I need a place to be my self by myself.
I first wrote that down in January 2015 when my mum was hospitalized for 20 days. Little has changed since.
As I wrote in this post, there are currently two mes: before my mum died and after my mum died. What I would like to explore today is how that statement still rings true following the death of my mum.
I am an introvert. I never used to be though. Anticipatory grief will do that to you. People find it hard to believe I am introvert because I am extremely confident. I am also no wallflower, mostly due to my very loud laugh and big dick energy. Loudness does not equal extraversion though.
Carl Jung explained that an introvert is someone who has to be alone to re-energize, while an extrovert is energized by being around people.
People drain me. Colleagues in particular I find underwhelming and exhausting. Having to be cordial and civil from 8:30 to 5 with people you do not get along with is hard work. That alone should come with an annual pay rise. One of my goals for this decade is to leave employment because I can no longer handle colleagues. When I was still staying with my mum we had an understanding that when I get home from work I need at least 30 minutes to decompress.

I have always enjoyed my own company and have no qualms with going to dinner, a movie, a holiday etc. etc. by myself. But in the years of my mum’s illness it grew from easily spending a few hours/days by myself to being my biggest support system. People can disappoint you, inadvertently or otherwise. And when you are grappling with something as life changing as anticipatory grief, it is more painful when people let you down. So I learnt to rely on the one person that is always there for me. Me.
Let it be clear that I am not saying people are nothing but disappointing. What I am saying is that sometimes people are not there for you the way you want. They are there for you the way they know how. And sometimes it is not enough. Or it is not what you need. So you have to be your biggest support system.
I am there for myself in two main ways; journaling and therapy. I journal to keep things in perspective. There are times when things are too difficult, painful and raw to say out loud to myself, let alone share with my closest friends. I find much catharsis in writing this difficult, painful, raw thing I am not yet ready to say out loud. When I am ready to talk about it, but not to anyone close to me, I share with my therapist. A lot of times I like to get high, but as my therapist helped me realize the day before my mum’s 10 month anniversary, that method helps no one.
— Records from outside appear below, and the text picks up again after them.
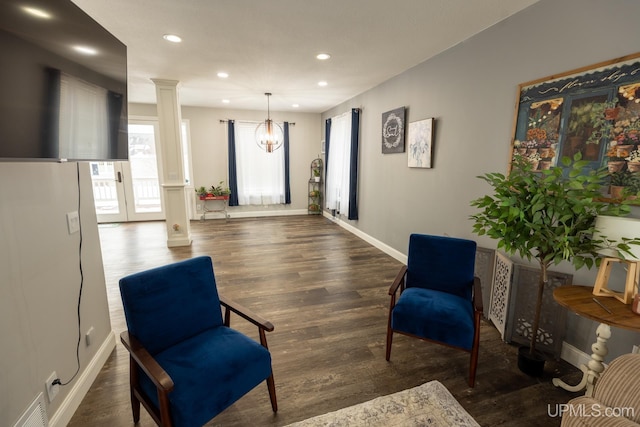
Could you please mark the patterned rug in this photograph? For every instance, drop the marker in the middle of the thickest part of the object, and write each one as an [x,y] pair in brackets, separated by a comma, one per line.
[429,404]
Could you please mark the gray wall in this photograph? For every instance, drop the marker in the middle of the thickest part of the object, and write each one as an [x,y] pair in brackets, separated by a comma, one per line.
[40,282]
[471,90]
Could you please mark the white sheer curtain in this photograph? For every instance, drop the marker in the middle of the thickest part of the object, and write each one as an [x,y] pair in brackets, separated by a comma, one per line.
[83,120]
[260,174]
[338,163]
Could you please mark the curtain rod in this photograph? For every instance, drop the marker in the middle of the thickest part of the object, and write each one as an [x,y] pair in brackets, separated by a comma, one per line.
[249,121]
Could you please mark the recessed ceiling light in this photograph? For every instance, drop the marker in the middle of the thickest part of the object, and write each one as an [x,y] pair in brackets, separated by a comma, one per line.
[172,38]
[39,13]
[85,50]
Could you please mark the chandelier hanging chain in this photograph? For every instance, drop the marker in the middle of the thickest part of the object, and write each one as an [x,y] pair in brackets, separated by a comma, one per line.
[269,135]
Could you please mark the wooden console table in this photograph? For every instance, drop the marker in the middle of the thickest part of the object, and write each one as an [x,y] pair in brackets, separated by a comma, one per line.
[580,300]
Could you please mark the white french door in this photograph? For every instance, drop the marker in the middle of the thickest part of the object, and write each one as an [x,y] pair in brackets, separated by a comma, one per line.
[130,191]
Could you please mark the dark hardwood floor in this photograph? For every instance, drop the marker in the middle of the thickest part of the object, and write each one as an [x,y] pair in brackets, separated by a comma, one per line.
[325,290]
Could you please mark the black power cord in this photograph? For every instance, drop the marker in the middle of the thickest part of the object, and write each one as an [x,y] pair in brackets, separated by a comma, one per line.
[57,381]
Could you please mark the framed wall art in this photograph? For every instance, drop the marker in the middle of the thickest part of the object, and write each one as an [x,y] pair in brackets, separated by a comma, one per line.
[393,131]
[420,143]
[593,110]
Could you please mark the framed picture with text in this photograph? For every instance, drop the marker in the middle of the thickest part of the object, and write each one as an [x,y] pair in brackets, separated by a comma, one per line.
[393,131]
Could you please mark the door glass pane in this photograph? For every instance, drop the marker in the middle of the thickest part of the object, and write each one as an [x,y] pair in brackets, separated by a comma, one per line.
[105,194]
[144,168]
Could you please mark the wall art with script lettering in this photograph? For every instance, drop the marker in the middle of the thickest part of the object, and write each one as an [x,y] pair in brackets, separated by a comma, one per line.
[393,131]
[593,110]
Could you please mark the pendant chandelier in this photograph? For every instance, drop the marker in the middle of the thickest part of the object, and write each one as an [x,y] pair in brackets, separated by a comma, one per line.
[269,135]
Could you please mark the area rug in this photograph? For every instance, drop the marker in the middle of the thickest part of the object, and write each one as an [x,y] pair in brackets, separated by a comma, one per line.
[429,404]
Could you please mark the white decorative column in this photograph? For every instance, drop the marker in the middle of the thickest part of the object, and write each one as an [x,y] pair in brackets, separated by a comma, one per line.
[173,185]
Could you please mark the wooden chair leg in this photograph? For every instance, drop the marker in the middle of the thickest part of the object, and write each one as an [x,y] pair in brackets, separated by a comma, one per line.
[473,363]
[133,382]
[389,341]
[135,407]
[472,366]
[272,392]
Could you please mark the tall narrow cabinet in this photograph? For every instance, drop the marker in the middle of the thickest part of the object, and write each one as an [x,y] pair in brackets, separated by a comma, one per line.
[315,188]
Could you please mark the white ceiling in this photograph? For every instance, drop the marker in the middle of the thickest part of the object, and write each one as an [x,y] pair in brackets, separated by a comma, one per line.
[270,45]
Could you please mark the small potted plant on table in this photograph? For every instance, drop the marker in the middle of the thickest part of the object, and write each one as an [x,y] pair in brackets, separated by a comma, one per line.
[550,217]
So I am practicing healthy ways to process my grief.
This year has been interesting in that I have been more outgoing, but also more withdrawn. Some days I am excited to hang out with my people and have a good time, whether indoors or at the club. Other times I miss my mum so much it is a struggle for me to get out of bed in the morning. It takes every ounce of energy I have, leaving me with nothing for the rest of the day. Days like those it is hard to smile/laugh/hold a conversation and the thought of faking it for anyone is too much. Days like those I need to be my self by myself.